【完】悪名高い高嶺の花の素顔は、一途で、恋愛初心者で。


会社から自転車で四十分、電車で十五分くらい。

遠いわけでもないけれど、近いわけでもない。

でも、その話はあまりしたくなかった。


「私のことは気にしないで」

「ふーん、そ」


お姉ちゃんは、それ以上言うつもりはないのか、以降黙り込んでしまった。

長い沈黙に揺られ、お店のあるビルの前にタクシーが停まった。


ここは一風変わった、完全個室制のカフェ。

ゆったりと寛げるスペースの一室で、いつもの個室に行くと、すでにお母さんと、左吾郎さんは着いていたようだ。


「お久しぶりです」


挨拶をして中に入ると、笑顔の二人が出迎えてくれた。


「元気にしてた?百合香ちゃん」

「久しぶりだね。さ、ふたりとも飲み物でも」


左吾郎さんにメニューを差し出され、会釈しながら受け取る。この人といるときは、常に気を張ってしまう。
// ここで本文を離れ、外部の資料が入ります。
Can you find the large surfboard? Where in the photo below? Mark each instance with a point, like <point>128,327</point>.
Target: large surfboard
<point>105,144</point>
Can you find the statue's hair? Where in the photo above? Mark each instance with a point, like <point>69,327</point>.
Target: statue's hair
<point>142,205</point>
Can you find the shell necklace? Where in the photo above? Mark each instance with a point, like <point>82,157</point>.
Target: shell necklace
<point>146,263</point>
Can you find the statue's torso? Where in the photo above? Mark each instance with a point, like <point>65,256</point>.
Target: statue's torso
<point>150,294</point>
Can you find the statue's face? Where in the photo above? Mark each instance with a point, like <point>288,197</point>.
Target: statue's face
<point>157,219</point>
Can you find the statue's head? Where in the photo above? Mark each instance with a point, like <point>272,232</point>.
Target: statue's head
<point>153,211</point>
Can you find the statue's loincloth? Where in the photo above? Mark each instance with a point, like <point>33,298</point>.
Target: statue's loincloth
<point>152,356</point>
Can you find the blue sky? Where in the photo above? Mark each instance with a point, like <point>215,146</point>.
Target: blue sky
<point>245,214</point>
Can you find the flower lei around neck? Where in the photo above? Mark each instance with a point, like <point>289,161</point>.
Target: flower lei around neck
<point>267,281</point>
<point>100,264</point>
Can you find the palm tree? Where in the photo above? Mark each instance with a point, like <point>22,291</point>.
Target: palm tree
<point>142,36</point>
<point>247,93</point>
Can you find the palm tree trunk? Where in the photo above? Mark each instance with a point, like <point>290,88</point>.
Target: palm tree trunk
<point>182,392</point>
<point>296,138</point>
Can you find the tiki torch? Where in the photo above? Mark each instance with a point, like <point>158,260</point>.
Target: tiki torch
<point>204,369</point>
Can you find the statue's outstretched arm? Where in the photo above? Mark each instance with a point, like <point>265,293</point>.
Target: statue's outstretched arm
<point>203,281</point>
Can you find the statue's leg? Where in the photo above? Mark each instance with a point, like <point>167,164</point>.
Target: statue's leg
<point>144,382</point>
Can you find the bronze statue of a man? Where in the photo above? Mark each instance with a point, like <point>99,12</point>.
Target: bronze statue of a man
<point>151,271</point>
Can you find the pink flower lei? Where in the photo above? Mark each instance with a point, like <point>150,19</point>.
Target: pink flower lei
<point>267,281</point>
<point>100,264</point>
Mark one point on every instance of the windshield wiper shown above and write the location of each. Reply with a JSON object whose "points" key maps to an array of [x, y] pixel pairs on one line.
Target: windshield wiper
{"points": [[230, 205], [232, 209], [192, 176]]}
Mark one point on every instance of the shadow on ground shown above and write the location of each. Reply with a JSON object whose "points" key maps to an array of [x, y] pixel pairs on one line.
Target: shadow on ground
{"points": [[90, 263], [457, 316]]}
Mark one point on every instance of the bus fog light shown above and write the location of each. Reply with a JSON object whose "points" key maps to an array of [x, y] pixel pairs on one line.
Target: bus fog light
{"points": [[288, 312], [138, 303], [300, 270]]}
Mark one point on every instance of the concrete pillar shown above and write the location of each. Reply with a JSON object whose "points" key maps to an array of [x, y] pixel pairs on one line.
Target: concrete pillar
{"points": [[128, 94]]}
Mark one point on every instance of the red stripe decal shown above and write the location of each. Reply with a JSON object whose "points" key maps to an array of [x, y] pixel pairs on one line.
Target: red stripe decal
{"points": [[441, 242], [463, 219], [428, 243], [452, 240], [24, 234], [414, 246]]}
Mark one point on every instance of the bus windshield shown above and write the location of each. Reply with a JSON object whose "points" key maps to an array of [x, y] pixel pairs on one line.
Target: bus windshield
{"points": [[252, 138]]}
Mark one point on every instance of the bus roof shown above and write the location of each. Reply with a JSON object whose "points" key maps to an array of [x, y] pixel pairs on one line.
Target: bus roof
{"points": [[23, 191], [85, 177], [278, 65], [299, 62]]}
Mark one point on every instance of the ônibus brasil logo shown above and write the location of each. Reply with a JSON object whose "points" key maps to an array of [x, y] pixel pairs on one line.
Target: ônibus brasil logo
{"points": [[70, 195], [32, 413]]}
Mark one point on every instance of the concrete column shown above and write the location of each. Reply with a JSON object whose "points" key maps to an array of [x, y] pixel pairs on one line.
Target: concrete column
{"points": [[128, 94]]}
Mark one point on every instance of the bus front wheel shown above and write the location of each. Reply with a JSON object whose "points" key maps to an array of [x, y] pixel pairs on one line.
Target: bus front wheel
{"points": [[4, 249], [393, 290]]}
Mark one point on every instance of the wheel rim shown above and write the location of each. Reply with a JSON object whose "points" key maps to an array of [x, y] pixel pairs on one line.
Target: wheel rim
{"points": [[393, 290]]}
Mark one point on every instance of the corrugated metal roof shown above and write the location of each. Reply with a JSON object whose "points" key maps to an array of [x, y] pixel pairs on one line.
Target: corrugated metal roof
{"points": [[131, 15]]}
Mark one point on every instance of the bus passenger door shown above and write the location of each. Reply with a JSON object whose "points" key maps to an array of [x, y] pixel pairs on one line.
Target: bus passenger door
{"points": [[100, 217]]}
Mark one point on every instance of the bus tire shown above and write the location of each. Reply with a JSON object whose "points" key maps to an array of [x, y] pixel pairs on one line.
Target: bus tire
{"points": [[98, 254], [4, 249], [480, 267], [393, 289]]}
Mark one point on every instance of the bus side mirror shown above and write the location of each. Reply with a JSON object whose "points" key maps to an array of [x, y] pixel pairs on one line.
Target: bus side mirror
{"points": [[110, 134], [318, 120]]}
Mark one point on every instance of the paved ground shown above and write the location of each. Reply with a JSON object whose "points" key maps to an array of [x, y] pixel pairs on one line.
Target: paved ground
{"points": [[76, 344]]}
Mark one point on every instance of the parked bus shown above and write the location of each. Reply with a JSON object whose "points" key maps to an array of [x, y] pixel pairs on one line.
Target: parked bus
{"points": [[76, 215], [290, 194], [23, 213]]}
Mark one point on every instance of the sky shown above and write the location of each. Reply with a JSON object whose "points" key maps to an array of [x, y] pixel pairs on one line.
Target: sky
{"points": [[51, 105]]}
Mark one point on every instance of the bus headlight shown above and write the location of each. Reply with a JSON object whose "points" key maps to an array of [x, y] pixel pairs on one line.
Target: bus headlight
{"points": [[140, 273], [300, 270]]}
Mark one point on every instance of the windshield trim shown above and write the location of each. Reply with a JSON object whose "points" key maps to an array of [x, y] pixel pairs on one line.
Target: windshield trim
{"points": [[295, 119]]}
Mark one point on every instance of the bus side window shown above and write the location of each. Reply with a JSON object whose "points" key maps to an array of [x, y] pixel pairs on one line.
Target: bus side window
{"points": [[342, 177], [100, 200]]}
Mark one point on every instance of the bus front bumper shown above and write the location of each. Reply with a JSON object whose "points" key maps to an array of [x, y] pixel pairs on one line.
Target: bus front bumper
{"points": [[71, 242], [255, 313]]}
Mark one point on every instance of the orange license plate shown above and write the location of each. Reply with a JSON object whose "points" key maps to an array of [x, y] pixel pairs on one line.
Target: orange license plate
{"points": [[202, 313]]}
でも……それはきっとお互い様だ。


大体二ヶ月に一度開かれる、『家族』揃っての食事会。


お母さん、お姉ちゃん、私……そして、左吾郎さん。

左吾郎さんは、私の勤める会社の、社長だ。


そして……お母さんの再婚相手でもある。


「今月、少し仕事が立て込んでしまって……なかなか時間が取れなくてごめんね」

「いえ、お気になさらないでください」

「もう、百合香ちゃんったら、そんなかしこまらないの!」


いつまで経っても左吾郎さんに対して敬語が抜けない私に、お母さんが頰を膨らませた。